In July 2020, the Company purchased a senior mezzanine note receivable with a principal amount of $103,000. This note receivable bore interest at 5.5%, matured in December 2023 and was collateralized through an equity interest in which it or its subsidiaries wholly own 62 storage facilities. The Company paid cash of $101,142 for the loan receivable and accounted for the discount at amortized cost. The discount was being amortized over the term of the loan receivable. In February 2022, a junior mezzanine lender exercised its right to buy the Company’s position for the full principal balance plus interest due, as a result of which the Company sold this note for a total of $103,315 in cash. The remaining unamortized discount was recognized in the February 2022 as interest income.

The Company provides bridge loan financing to third-party self-storage operators. These notes receivable consist of mortgage loans receivable, which are collateralized by self-storage properties and unsecured mezzanine loans receivable.
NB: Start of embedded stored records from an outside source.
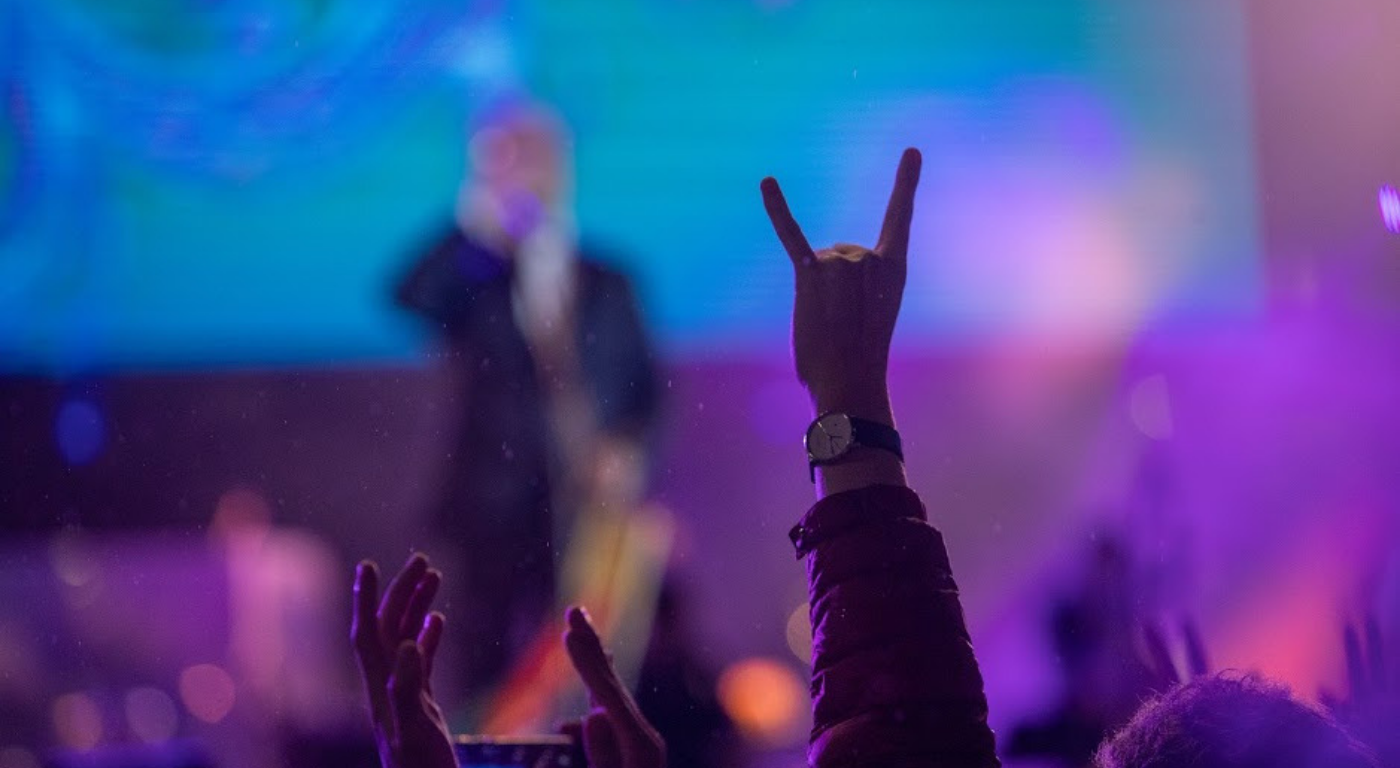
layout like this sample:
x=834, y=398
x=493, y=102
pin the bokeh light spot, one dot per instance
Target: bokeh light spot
x=77, y=722
x=151, y=715
x=765, y=698
x=80, y=431
x=207, y=691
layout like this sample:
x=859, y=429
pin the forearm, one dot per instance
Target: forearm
x=893, y=673
x=863, y=466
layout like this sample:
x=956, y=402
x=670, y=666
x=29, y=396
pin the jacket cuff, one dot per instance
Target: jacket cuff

These notes receivable typically have a term of three years with two one-year extensions, and have variable interest rates. The Company intends to sell the majority of the mortgage receivables. During the three months ended March 31, 2023 the Company sold a total principal amount of $39,261 of its mortgage bridge loans receivable to third parties for a total of $39,261 in cash and closed on $58,378 in new bridge loans.
The bridge loans typically have a loan to value ratio between 70% and 80%. None of the debt securities or notes receivable are in past-due or nonaccrual status and the allowance for potential credit losses is immaterial.